Claude, technicienne de laboratoire de police technique et scientifique
Son métier
Son rôle : analyser les différents éléments relevés sur les scènes de crime ou d’infraction. « Il peut s’agir de cheveux, de peau, de sang, de salive, de sperme, etc. Bref, toute trace biologique qui permette d’identifier le coupable ». Au laboratoire, Claude commence par identifier ces traces à l’œil nu ou au microscope puis procède aux examens biochimiques. « Ensuite, j’extrais l’ADN pour établir un profil génétique. Si nous avons déjà un suspect à disposition, je compare les résultats. Dans le cas contraire, je recherche dans le fichier national des empreintes génétiques ». Tout cela prend un temps variable, entre une semaine et deux mois selon la complexité des analyses. De ce point de vue, le quotidien de Claude est loin de celui des « Experts »… « C’est effrayant comme les héros des séries américaines vont vite ! D’autre part, ceux-ci effectuent le travail de plusieurs personnes et de plusieurs services. Contrairement aux policiers de l’identité judiciaire, les techniciens travaillent dans un laboratoire, pas sur le terrain. Nous n’effectuons pas de prélèvements sur place. Nous revêtons une blouse blanche et non une combinaison. Enfin, nous avons des horaires de bureau alors que les policiers peuvent être appelés à tout moment. »

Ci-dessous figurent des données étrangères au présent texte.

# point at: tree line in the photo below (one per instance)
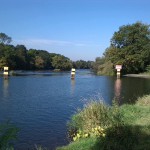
(129, 47)
(20, 58)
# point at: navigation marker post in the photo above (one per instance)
(6, 72)
(73, 72)
(118, 67)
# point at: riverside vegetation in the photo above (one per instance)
(129, 47)
(20, 58)
(100, 127)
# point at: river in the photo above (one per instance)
(40, 103)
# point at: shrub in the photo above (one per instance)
(8, 133)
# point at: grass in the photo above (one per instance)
(126, 127)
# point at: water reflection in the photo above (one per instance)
(5, 87)
(118, 89)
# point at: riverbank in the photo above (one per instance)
(119, 128)
(142, 75)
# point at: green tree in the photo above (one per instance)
(130, 46)
(61, 62)
(5, 39)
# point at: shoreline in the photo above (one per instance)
(137, 75)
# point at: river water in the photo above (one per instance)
(41, 103)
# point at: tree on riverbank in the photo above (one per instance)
(130, 46)
(19, 58)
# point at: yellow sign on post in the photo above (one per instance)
(6, 72)
(118, 67)
(73, 72)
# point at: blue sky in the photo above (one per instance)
(78, 29)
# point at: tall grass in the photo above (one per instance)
(126, 126)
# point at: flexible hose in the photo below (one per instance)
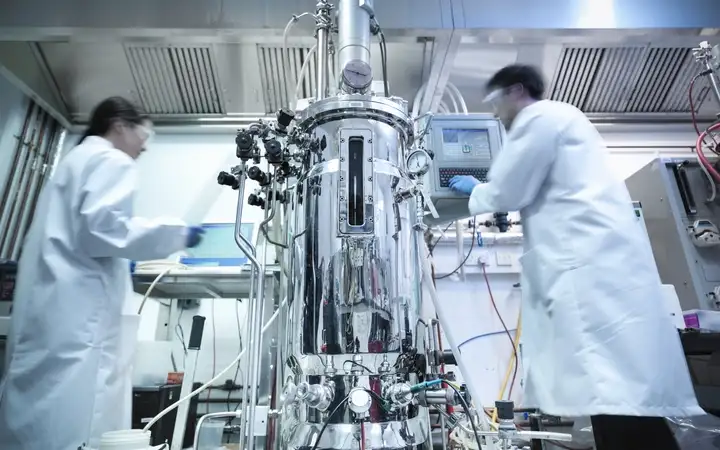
(701, 156)
(286, 32)
(170, 408)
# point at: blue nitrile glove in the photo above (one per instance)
(194, 236)
(463, 184)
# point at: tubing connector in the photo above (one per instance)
(317, 396)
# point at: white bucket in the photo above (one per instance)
(127, 440)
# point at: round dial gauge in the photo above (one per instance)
(357, 74)
(418, 163)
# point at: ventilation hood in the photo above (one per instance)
(186, 61)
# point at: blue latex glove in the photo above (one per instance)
(463, 184)
(194, 236)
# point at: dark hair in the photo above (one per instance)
(110, 110)
(528, 76)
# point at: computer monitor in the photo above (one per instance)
(218, 248)
(462, 145)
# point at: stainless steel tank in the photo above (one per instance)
(353, 305)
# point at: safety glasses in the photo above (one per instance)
(146, 133)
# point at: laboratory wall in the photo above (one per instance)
(178, 178)
(13, 108)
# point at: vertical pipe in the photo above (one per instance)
(13, 174)
(35, 154)
(20, 172)
(353, 32)
(322, 63)
(36, 183)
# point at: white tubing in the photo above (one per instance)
(165, 266)
(211, 382)
(451, 95)
(429, 285)
(303, 72)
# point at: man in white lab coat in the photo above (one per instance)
(596, 339)
(63, 385)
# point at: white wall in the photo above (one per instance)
(13, 106)
(178, 169)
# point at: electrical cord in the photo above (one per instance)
(462, 264)
(466, 407)
(507, 330)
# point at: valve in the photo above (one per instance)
(317, 396)
(273, 152)
(256, 200)
(501, 221)
(284, 118)
(226, 179)
(255, 174)
(245, 144)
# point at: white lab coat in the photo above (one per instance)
(596, 337)
(62, 387)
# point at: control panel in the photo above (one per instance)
(461, 145)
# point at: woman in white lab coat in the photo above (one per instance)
(62, 388)
(596, 339)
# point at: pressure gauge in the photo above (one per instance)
(357, 75)
(418, 163)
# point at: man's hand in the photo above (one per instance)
(463, 184)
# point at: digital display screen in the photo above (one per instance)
(466, 142)
(218, 242)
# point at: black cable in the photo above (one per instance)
(462, 264)
(466, 407)
(432, 246)
(327, 421)
(357, 364)
(237, 368)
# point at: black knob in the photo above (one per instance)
(226, 179)
(274, 153)
(255, 174)
(505, 409)
(285, 117)
(255, 200)
(245, 143)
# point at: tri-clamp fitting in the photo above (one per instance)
(317, 396)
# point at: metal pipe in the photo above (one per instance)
(38, 177)
(22, 204)
(25, 171)
(12, 174)
(256, 344)
(257, 338)
(354, 38)
(322, 63)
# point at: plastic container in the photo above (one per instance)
(128, 440)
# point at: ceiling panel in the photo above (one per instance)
(628, 79)
(86, 74)
(176, 79)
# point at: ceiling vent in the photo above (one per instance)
(632, 79)
(176, 79)
(279, 77)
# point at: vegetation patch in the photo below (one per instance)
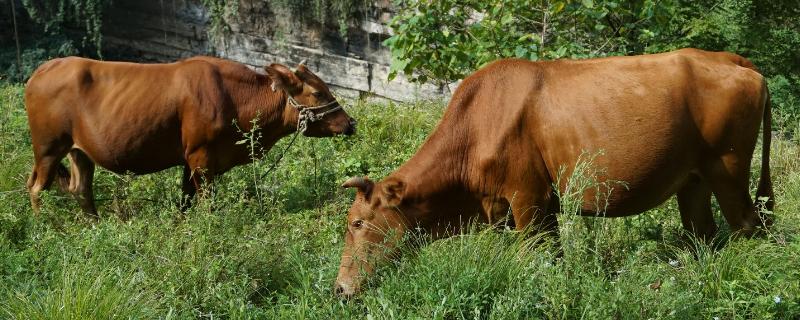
(270, 247)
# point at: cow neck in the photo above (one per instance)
(274, 118)
(435, 176)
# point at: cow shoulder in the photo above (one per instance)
(204, 99)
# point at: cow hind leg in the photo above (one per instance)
(729, 179)
(694, 203)
(81, 183)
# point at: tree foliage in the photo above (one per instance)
(56, 15)
(445, 40)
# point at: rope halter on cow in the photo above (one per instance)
(307, 114)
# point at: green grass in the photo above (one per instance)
(269, 248)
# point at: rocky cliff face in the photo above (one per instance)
(259, 34)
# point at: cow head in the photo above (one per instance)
(310, 102)
(376, 223)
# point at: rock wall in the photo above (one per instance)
(356, 64)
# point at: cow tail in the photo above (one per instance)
(765, 183)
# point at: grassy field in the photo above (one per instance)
(269, 248)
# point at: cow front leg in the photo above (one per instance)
(533, 215)
(81, 183)
(188, 188)
(200, 171)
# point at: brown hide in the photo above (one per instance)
(683, 122)
(143, 118)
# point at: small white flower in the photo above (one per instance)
(674, 263)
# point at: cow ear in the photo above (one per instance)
(393, 191)
(283, 78)
(362, 184)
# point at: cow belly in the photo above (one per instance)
(138, 154)
(630, 186)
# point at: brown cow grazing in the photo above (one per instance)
(143, 118)
(682, 122)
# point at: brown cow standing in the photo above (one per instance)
(143, 118)
(683, 122)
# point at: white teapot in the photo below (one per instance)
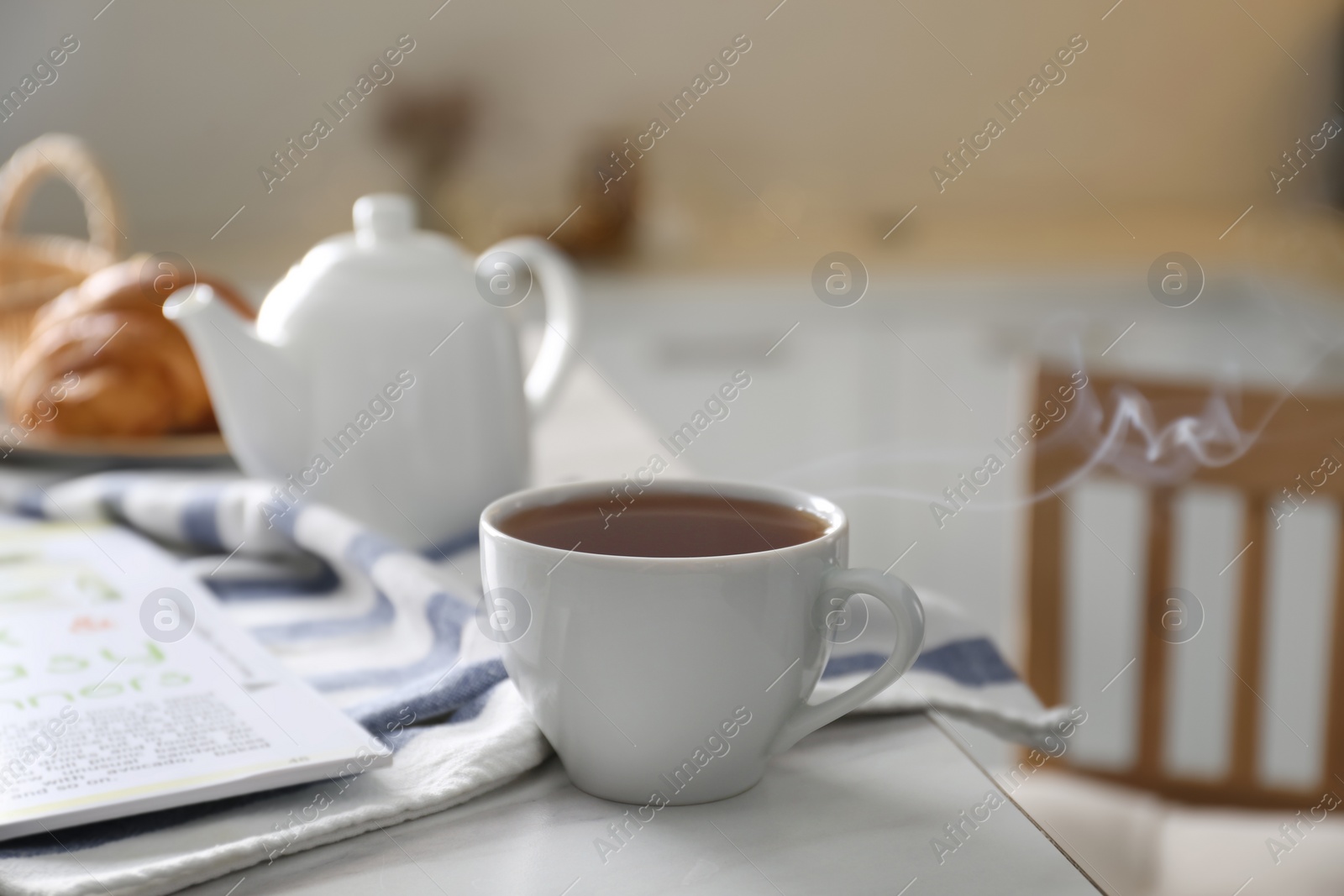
(383, 375)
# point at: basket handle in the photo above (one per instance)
(60, 156)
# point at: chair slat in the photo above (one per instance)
(1045, 607)
(1152, 718)
(1250, 645)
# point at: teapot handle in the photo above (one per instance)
(559, 285)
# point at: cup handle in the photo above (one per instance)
(559, 285)
(905, 606)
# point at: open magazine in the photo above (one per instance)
(125, 689)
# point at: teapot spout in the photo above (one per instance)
(255, 392)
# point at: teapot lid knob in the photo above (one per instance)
(381, 217)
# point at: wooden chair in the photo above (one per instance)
(1292, 443)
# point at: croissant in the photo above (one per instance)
(102, 360)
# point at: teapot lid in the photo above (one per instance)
(381, 217)
(386, 246)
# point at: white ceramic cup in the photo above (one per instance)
(672, 680)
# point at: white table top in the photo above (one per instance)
(853, 809)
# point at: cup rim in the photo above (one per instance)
(784, 496)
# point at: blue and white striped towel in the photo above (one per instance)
(389, 637)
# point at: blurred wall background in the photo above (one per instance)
(833, 118)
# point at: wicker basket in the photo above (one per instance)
(35, 269)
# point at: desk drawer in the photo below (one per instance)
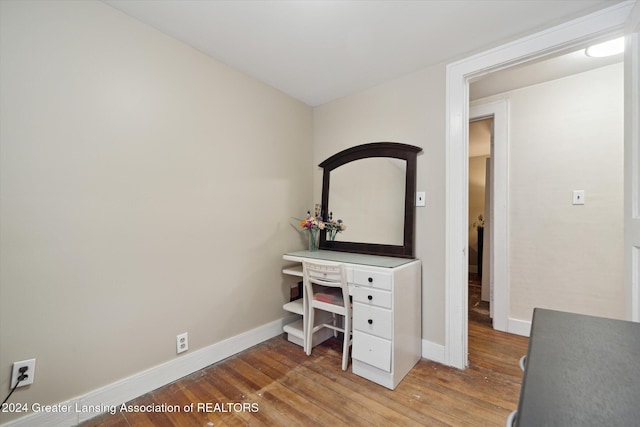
(372, 278)
(371, 296)
(372, 350)
(373, 320)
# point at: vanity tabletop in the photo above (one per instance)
(349, 258)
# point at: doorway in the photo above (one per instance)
(569, 35)
(480, 137)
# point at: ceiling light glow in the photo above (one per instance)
(609, 48)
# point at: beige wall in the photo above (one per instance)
(410, 110)
(566, 135)
(147, 190)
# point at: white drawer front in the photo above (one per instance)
(371, 296)
(372, 278)
(373, 320)
(372, 350)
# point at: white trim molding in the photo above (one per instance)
(433, 351)
(122, 391)
(557, 39)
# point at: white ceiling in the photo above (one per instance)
(318, 51)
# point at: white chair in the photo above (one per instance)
(326, 289)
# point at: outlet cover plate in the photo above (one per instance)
(182, 342)
(31, 372)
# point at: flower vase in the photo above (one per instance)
(313, 239)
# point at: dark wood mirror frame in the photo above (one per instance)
(375, 149)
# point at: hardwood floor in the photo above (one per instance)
(276, 384)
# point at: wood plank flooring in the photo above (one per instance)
(276, 384)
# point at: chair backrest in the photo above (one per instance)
(324, 273)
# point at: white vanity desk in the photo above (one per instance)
(387, 321)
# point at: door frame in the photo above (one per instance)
(573, 34)
(632, 165)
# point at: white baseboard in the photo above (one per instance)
(519, 327)
(113, 395)
(433, 351)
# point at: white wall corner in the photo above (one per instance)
(433, 351)
(519, 327)
(122, 391)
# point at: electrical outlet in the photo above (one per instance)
(30, 372)
(182, 342)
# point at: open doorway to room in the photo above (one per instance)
(480, 136)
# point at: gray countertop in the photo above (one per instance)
(581, 371)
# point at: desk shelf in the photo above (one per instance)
(296, 307)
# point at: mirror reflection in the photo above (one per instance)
(369, 195)
(371, 187)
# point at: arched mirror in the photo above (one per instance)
(372, 188)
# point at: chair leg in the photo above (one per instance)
(345, 345)
(308, 333)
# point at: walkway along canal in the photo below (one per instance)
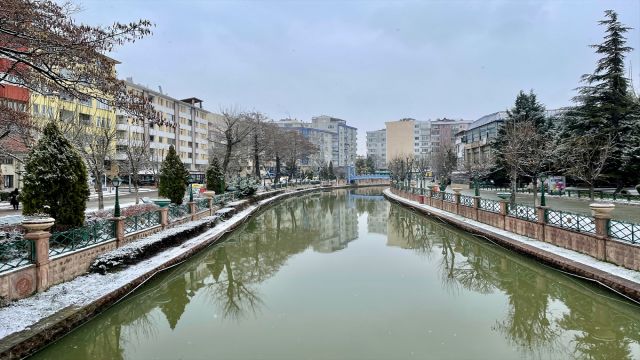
(345, 274)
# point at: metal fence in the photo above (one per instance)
(15, 252)
(141, 221)
(524, 212)
(571, 221)
(490, 205)
(449, 197)
(70, 240)
(466, 200)
(624, 231)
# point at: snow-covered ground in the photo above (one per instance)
(619, 271)
(83, 290)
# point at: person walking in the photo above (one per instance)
(15, 201)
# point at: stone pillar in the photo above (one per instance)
(601, 216)
(476, 207)
(118, 226)
(192, 209)
(41, 245)
(164, 216)
(541, 212)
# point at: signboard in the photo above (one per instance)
(556, 184)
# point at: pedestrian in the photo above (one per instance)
(15, 199)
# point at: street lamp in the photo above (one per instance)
(116, 181)
(542, 199)
(190, 188)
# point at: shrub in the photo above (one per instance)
(215, 177)
(55, 181)
(174, 177)
(244, 186)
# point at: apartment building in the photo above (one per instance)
(336, 141)
(186, 127)
(377, 147)
(344, 142)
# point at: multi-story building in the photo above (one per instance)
(12, 98)
(420, 138)
(344, 146)
(377, 147)
(336, 141)
(186, 127)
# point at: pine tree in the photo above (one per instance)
(56, 180)
(174, 177)
(526, 110)
(215, 177)
(604, 105)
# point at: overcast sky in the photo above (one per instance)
(365, 61)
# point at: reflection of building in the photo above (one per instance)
(338, 225)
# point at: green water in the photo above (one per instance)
(347, 275)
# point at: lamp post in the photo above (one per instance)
(190, 188)
(116, 181)
(543, 202)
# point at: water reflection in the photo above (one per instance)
(596, 324)
(546, 314)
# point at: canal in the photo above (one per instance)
(348, 275)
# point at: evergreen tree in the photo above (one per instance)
(174, 177)
(605, 106)
(330, 172)
(56, 180)
(526, 109)
(215, 177)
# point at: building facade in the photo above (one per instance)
(377, 147)
(186, 127)
(336, 141)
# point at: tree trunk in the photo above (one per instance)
(256, 156)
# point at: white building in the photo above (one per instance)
(186, 128)
(377, 147)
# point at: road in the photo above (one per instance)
(92, 204)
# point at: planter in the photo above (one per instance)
(503, 195)
(602, 210)
(38, 224)
(162, 202)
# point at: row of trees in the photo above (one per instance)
(596, 139)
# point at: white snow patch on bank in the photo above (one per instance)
(619, 271)
(83, 290)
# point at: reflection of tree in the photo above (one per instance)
(530, 324)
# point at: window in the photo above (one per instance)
(8, 181)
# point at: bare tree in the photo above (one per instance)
(45, 50)
(586, 156)
(228, 134)
(138, 157)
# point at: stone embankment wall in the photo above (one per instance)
(598, 245)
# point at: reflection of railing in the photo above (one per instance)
(625, 231)
(70, 240)
(571, 221)
(524, 212)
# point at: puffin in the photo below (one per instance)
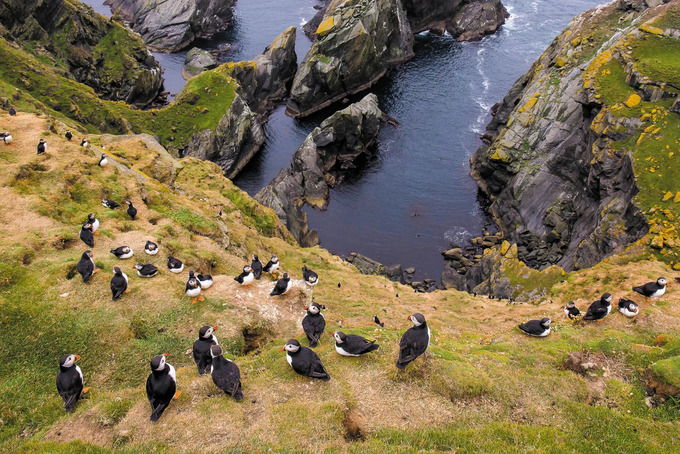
(246, 277)
(175, 265)
(353, 345)
(132, 211)
(225, 374)
(205, 280)
(93, 221)
(282, 286)
(86, 266)
(70, 381)
(571, 311)
(7, 138)
(272, 265)
(414, 342)
(256, 265)
(193, 288)
(108, 203)
(86, 234)
(42, 146)
(118, 283)
(161, 386)
(599, 309)
(147, 270)
(628, 308)
(653, 289)
(310, 277)
(304, 361)
(151, 248)
(123, 252)
(536, 328)
(201, 349)
(313, 323)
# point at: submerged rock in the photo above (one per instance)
(321, 162)
(261, 82)
(171, 25)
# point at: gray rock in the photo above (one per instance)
(171, 25)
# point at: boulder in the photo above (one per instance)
(322, 162)
(357, 41)
(172, 25)
(197, 61)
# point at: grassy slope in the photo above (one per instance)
(483, 386)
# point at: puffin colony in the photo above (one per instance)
(161, 385)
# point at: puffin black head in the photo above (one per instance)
(68, 360)
(206, 331)
(215, 351)
(291, 346)
(158, 362)
(418, 319)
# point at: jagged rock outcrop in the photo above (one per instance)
(321, 162)
(463, 19)
(171, 25)
(98, 52)
(197, 61)
(357, 41)
(559, 190)
(261, 83)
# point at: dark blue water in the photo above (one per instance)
(415, 197)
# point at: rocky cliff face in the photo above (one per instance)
(97, 52)
(171, 25)
(564, 155)
(463, 19)
(321, 162)
(357, 41)
(261, 83)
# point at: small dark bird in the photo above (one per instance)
(86, 266)
(225, 374)
(313, 323)
(282, 286)
(310, 277)
(598, 310)
(147, 270)
(304, 361)
(42, 146)
(70, 381)
(161, 386)
(256, 266)
(119, 283)
(628, 308)
(571, 311)
(201, 349)
(414, 342)
(653, 289)
(536, 328)
(110, 204)
(132, 211)
(353, 345)
(87, 235)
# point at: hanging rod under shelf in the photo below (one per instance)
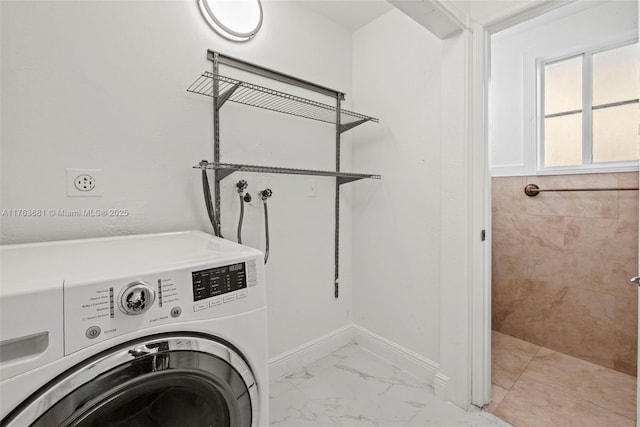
(227, 169)
(261, 97)
(532, 190)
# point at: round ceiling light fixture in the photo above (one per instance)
(237, 20)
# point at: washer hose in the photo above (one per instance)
(207, 200)
(264, 195)
(241, 186)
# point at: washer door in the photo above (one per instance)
(161, 382)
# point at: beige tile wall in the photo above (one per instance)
(561, 266)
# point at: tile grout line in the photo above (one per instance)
(560, 390)
(517, 379)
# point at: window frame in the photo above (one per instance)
(587, 166)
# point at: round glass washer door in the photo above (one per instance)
(162, 381)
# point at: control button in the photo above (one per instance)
(93, 332)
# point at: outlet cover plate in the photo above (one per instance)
(91, 182)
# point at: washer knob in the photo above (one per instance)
(136, 298)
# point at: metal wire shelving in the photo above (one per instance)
(222, 89)
(226, 169)
(262, 97)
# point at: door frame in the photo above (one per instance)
(480, 197)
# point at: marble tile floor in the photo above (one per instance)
(353, 387)
(533, 386)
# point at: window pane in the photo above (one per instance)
(615, 75)
(615, 133)
(563, 140)
(563, 86)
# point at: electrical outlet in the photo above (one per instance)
(84, 183)
(312, 188)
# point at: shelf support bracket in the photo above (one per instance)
(223, 173)
(348, 126)
(220, 100)
(346, 180)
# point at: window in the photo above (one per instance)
(589, 109)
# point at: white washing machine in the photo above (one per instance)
(149, 330)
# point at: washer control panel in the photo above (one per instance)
(98, 311)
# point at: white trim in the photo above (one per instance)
(480, 328)
(520, 13)
(440, 385)
(305, 354)
(400, 356)
(405, 359)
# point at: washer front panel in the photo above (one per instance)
(139, 378)
(93, 311)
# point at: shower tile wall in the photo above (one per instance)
(562, 263)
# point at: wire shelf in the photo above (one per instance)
(229, 168)
(261, 97)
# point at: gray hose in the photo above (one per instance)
(241, 218)
(264, 195)
(209, 203)
(266, 231)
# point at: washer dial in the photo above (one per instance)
(136, 298)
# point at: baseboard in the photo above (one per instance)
(402, 357)
(305, 354)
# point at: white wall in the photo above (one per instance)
(512, 93)
(396, 221)
(102, 85)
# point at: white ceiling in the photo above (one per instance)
(351, 14)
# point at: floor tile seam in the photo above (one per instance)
(524, 369)
(530, 375)
(572, 395)
(595, 365)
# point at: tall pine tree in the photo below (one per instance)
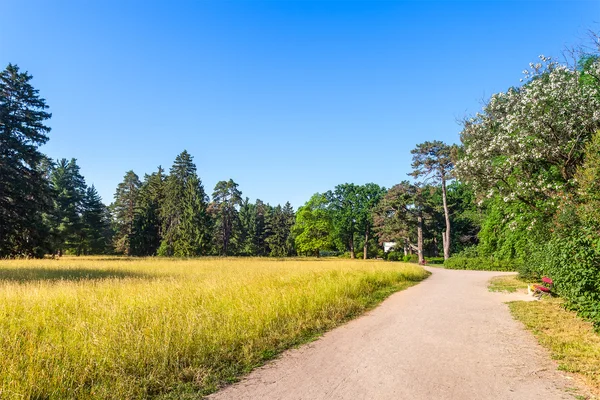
(123, 210)
(24, 193)
(226, 198)
(96, 224)
(186, 225)
(147, 221)
(69, 192)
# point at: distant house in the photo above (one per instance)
(387, 246)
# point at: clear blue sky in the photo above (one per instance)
(285, 98)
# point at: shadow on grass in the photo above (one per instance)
(67, 274)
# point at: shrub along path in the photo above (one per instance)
(446, 338)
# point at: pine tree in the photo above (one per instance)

Les qualités indispensables
« Je ne dois pas avoir d’a priori sur les affaires à traiter. Je ne suis donc pas au courant de tous les détails. Je ne vois ni la scène ni la victime ». En revanche, Claude doit composer avec les odeurs et quelques atrocités. « Il arrive d’analyser des prélèvements effectués sur un cadavre qui a macéré et certains d’entre nous ont déjà identifié des fœtus. Le métier demande beaucoup de sang-froid… »
Son conseil
« J’ai choisi de longues études (un bac + 5 en bio-ingénierie appliquée à la santé) pour avoir plus d’expérience et surtout réussir le concours de technicien, accessible en théorie dès le bac mais de niveau très élevé. Lorsque je l’ai passé, 21 places étaient proposées pour toute la France ». Claude est arrivée huitième. « Je voulais vraiment exercer ce métier pour combiner mon goût pour la biologie et ma volonté d’aider les victimes en rétablissant la vérité.»